Enojada y dolida por lo que consideró una deslealtad, Jennifer dejó de hablarle y no la invitó a su boda con Brad Pitt. “Esto ha sido tremendamente doloroso para mí. Pasas todo el tiempo criando una hija, con muy buenas intenciones, y sientes que has fracasado esto te hace sentirte muy apenada”, declaró una ¿compungida? Dow no ante su terapeuta sino en la revista Hola.

La fama de Aniston siguió creciendo. Si le preguntaban del vínculo con sus progenitores, respondía que “mi padre y yo somos amigos y mi madre y yo no nos hablamos. Es horrible, yo la echo de menos”. Aunque la extrañaba no podía evitar reflexionar que “no sé si me hubiera dado cuenta de lo bonita que era mi madre cuando yo era pequeña, cuando estaba todo el tiempo recalcándome lo fea que yo era”.

Si alguien le hablaba de esa infancia con una madre y un padre que parecían ejercer el “abandono de tareas”, no perdía el brillo de su mirada. “Perdoné a mi mamá. Perdoné a mi padre. He perdonado a mi familia. ¿Quién de nosotros no ha intentado, con o sin éxito, perdonar a nuestra familia? Es tóxico tener ese resentimiento, esa ira. Aprendí a tomar las cosas más oscuras que me sucedieron, los momentos no tan felices, y tratar de encontrarle sitios para honrarlos”.

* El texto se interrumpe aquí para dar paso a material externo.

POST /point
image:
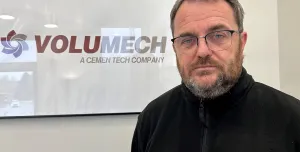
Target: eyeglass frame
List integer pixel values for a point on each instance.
(205, 37)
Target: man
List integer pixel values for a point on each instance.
(218, 107)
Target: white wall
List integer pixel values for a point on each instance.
(289, 24)
(113, 133)
(75, 134)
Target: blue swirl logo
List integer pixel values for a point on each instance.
(11, 49)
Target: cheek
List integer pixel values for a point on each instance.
(185, 63)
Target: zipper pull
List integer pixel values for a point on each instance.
(202, 113)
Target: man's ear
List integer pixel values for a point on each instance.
(244, 37)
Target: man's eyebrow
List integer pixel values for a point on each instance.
(187, 34)
(217, 27)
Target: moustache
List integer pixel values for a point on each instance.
(207, 62)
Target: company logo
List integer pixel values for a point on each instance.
(111, 49)
(14, 44)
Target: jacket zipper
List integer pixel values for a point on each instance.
(204, 128)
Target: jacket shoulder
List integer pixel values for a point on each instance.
(269, 93)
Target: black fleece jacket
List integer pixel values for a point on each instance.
(251, 117)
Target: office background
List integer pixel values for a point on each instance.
(273, 44)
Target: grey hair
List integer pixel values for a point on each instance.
(235, 5)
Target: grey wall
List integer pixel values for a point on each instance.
(114, 133)
(289, 46)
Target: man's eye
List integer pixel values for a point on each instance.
(218, 36)
(187, 41)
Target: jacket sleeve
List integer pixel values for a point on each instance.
(295, 126)
(138, 141)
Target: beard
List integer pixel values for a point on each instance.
(225, 80)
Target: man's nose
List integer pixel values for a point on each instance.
(203, 49)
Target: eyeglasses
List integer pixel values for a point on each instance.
(215, 41)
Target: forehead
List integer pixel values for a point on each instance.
(199, 16)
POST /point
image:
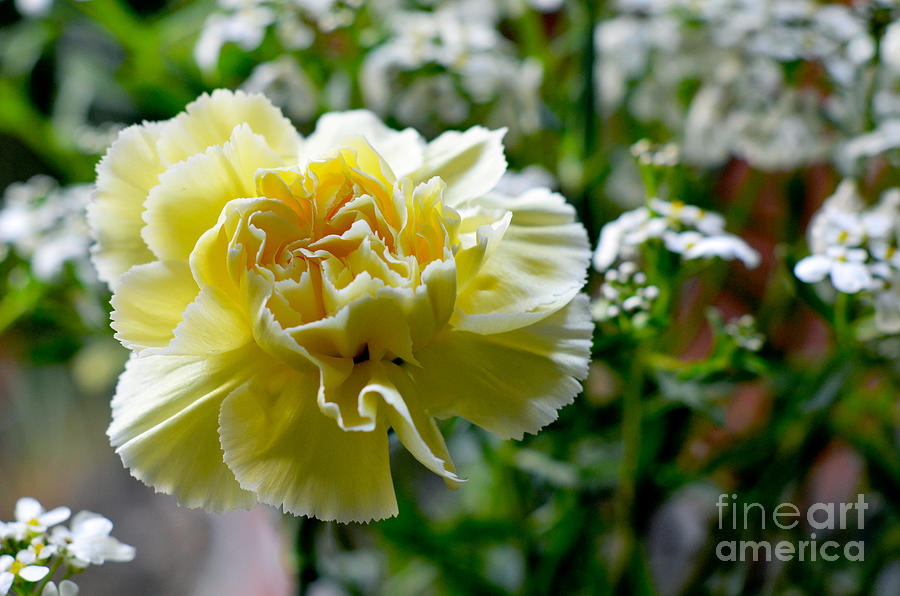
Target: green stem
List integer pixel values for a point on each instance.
(40, 589)
(631, 440)
(306, 555)
(842, 332)
(19, 303)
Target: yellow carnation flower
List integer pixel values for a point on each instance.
(288, 300)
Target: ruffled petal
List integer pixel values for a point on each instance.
(402, 150)
(165, 424)
(281, 447)
(413, 424)
(508, 383)
(149, 303)
(190, 196)
(211, 324)
(125, 175)
(538, 267)
(470, 162)
(210, 119)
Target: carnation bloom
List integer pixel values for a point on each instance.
(288, 300)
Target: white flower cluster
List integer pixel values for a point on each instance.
(683, 229)
(743, 331)
(35, 546)
(734, 53)
(435, 62)
(245, 22)
(46, 224)
(856, 249)
(624, 291)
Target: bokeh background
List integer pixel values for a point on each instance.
(770, 103)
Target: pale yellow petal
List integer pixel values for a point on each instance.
(401, 149)
(538, 265)
(149, 302)
(210, 119)
(408, 417)
(470, 162)
(213, 323)
(281, 447)
(165, 424)
(508, 383)
(125, 175)
(190, 196)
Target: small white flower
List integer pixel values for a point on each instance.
(89, 542)
(66, 588)
(687, 230)
(40, 549)
(743, 331)
(846, 267)
(723, 246)
(21, 566)
(32, 518)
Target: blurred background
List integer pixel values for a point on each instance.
(765, 105)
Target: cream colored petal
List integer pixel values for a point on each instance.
(213, 323)
(210, 119)
(538, 265)
(374, 324)
(281, 447)
(413, 424)
(190, 196)
(149, 302)
(125, 175)
(383, 389)
(165, 424)
(470, 162)
(401, 149)
(508, 383)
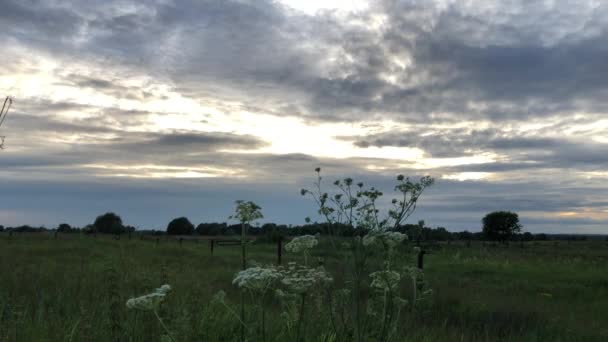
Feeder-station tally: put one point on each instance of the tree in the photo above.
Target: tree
(180, 226)
(501, 225)
(109, 223)
(245, 213)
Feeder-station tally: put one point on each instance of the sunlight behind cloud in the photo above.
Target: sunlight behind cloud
(311, 7)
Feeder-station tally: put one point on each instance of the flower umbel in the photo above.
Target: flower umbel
(256, 278)
(301, 243)
(301, 279)
(149, 302)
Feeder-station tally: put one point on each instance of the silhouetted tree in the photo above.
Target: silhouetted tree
(501, 225)
(64, 228)
(180, 226)
(109, 223)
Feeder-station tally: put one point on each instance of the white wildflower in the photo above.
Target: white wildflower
(149, 302)
(300, 279)
(256, 278)
(301, 243)
(385, 280)
(387, 238)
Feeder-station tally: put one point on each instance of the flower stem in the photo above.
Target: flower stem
(164, 326)
(301, 317)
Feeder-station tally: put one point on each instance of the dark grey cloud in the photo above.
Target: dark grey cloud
(413, 62)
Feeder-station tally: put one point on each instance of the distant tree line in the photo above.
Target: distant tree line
(111, 223)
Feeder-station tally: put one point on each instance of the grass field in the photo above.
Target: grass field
(75, 288)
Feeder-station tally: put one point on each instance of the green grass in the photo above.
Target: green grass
(74, 288)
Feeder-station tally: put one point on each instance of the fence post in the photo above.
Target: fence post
(421, 259)
(279, 250)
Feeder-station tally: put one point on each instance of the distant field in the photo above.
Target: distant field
(74, 288)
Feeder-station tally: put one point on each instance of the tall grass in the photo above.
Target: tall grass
(58, 290)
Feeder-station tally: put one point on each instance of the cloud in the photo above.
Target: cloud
(120, 101)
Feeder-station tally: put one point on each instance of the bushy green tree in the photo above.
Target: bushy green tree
(109, 223)
(180, 226)
(501, 225)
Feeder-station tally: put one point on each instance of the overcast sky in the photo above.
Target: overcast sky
(158, 109)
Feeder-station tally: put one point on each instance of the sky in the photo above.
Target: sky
(167, 108)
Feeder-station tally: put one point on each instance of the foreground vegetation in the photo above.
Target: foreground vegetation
(75, 288)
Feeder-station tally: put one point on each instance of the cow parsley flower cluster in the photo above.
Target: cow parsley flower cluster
(386, 238)
(301, 279)
(151, 301)
(385, 280)
(256, 278)
(301, 243)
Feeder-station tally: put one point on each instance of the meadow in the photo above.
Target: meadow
(74, 288)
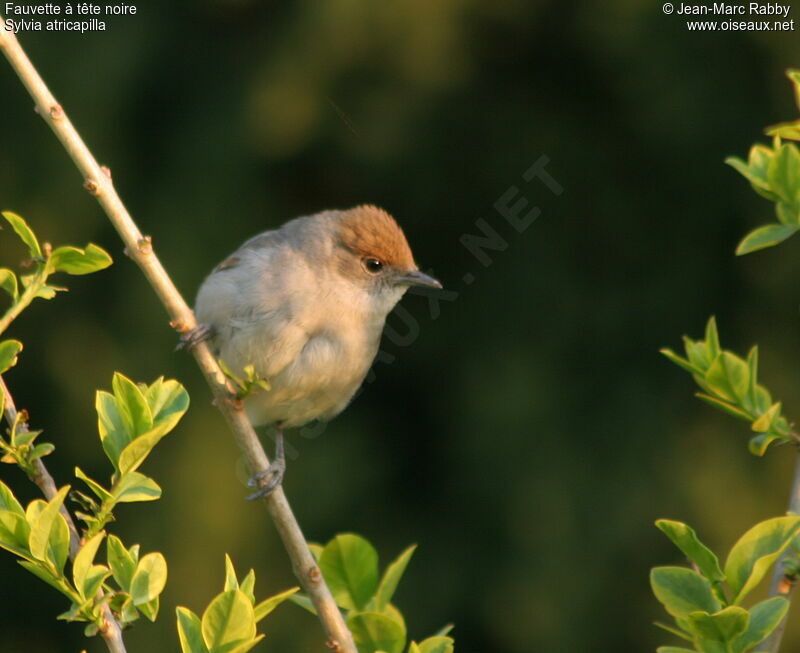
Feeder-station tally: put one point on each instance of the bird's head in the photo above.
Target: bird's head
(374, 253)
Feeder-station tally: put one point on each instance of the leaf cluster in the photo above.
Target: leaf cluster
(774, 173)
(228, 624)
(130, 421)
(349, 564)
(706, 602)
(730, 383)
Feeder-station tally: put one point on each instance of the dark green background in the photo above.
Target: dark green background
(530, 434)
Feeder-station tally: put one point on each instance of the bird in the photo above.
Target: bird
(305, 306)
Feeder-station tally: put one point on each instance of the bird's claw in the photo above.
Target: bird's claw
(270, 478)
(267, 480)
(192, 337)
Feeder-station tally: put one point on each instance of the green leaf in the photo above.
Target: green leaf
(682, 591)
(46, 540)
(756, 551)
(764, 618)
(684, 537)
(248, 585)
(114, 435)
(122, 563)
(724, 406)
(79, 261)
(374, 631)
(133, 406)
(168, 401)
(242, 647)
(14, 533)
(759, 443)
(150, 609)
(766, 236)
(8, 282)
(48, 577)
(9, 350)
(8, 501)
(728, 377)
(268, 605)
(697, 353)
(767, 419)
(787, 213)
(95, 578)
(135, 453)
(149, 578)
(24, 232)
(83, 563)
(784, 173)
(228, 620)
(133, 486)
(99, 490)
(349, 564)
(755, 170)
(189, 631)
(436, 644)
(231, 582)
(391, 577)
(720, 628)
(681, 362)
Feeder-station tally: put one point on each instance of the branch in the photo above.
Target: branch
(783, 584)
(111, 631)
(139, 248)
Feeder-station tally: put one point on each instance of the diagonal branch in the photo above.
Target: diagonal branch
(111, 631)
(139, 248)
(783, 581)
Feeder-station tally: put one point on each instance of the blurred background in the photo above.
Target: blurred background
(526, 432)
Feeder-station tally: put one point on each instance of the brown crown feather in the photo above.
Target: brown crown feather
(369, 231)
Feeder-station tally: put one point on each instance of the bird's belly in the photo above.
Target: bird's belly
(317, 384)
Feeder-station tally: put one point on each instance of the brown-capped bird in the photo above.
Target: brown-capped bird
(305, 305)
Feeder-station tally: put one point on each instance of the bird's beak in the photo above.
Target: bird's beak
(417, 278)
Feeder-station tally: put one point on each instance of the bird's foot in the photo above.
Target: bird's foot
(192, 337)
(270, 478)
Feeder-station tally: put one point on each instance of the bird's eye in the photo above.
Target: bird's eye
(373, 265)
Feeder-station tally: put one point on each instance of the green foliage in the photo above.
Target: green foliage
(43, 262)
(20, 447)
(349, 564)
(774, 173)
(730, 383)
(244, 384)
(706, 604)
(40, 535)
(228, 624)
(131, 421)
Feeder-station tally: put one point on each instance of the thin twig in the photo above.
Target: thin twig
(783, 584)
(139, 248)
(111, 632)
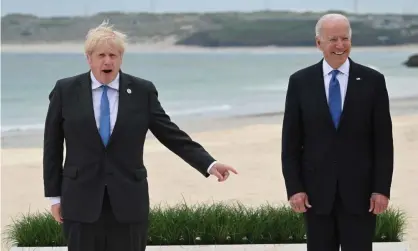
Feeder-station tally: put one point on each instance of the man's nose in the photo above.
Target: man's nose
(107, 60)
(340, 43)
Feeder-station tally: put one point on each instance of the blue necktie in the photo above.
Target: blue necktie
(335, 98)
(104, 127)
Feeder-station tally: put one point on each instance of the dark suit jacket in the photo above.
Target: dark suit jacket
(89, 165)
(357, 157)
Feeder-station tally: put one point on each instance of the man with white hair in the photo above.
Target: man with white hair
(100, 194)
(337, 145)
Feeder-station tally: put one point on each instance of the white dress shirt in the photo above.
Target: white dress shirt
(342, 78)
(113, 96)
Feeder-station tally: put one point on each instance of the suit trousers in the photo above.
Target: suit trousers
(106, 234)
(329, 232)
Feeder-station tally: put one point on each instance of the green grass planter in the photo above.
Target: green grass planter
(204, 225)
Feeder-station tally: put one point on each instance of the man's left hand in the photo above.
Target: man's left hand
(221, 171)
(378, 203)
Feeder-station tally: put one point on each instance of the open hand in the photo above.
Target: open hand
(56, 212)
(299, 202)
(378, 203)
(221, 171)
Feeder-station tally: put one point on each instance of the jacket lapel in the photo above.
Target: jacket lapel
(320, 94)
(353, 86)
(123, 107)
(86, 107)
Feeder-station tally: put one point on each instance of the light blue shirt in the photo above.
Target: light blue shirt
(342, 78)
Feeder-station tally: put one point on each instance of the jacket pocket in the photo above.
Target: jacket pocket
(70, 172)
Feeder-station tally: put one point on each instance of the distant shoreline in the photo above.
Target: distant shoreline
(68, 47)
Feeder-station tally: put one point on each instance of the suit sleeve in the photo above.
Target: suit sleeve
(292, 141)
(383, 140)
(176, 140)
(53, 145)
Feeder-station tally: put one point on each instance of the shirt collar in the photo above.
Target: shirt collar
(96, 84)
(344, 68)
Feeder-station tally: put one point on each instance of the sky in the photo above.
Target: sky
(90, 7)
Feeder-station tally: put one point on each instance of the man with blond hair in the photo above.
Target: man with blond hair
(100, 193)
(337, 146)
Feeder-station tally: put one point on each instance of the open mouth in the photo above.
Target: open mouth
(339, 53)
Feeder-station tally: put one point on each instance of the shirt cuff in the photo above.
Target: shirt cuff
(55, 200)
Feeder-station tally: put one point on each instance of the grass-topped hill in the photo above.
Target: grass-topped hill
(264, 28)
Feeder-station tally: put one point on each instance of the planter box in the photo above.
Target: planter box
(386, 246)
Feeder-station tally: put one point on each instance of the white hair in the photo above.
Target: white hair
(104, 33)
(331, 17)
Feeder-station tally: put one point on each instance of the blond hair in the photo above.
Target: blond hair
(104, 33)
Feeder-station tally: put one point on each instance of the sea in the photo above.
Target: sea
(191, 86)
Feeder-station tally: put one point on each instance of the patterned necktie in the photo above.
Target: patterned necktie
(104, 127)
(335, 98)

Cuando John murió el 11 de noviembre de 2022, su hija le dedicó estas palabras “Dulce papá… John Anthony Aniston. Fuiste uno de los humanos más hermosos que he conocido. Estoy tan agradecida de que hayas subido a los cielos en paz y sin dolor. ¡Y el 11/11 nada menos! Siempre tuviste el momento perfecto. Ese número siempre tendrá un significado aún mayor para mí ahora. Te amaré hasta el final de los tiempos. No olvides visitarme”.

Seis años antes, un 25 de mayo, había partido Dow. La despedida de la actriz fue mucho más fría. “Con tristeza, mi hermano John y yo informamos del fallecimiento de nuestra madre Nancy Dow. Ha fallecido tranquila y rodeada de su familia y amigos tras una dura y larga enfermedad”, comunicó a la revista People.

Al cumplir 51 años, Jennifer fue entrevistada por su amiga Sandra Bullock que le preguntó la fórmula para mantenerse siempre alegre y evitar “desanimarse aunque las cosas no vayan por el camino que ella desea”.

Su respuesta no fue guionada pero resultó una lección digna del mejor gurú: “Creo que proviene de crecer en un hogar desestabilizado, viendo a los adultos ser desagradables entre sí. Presencié ciertas cosas sobre el comportamiento humano que me hicieron pensar: ‘No quiero hacer eso. No quiero ser así. No quiero experimentar este sentimiento que tengo en mi cuerpo en este momento ni que nadie con quien esté pueda sentirlo’. Así que supongo que tengo que agradecérselo a mis padres. Puedes estar enojado o ser un mártir, o puedes decir: ‘¿Tienes limones? Hagamos limonada’”.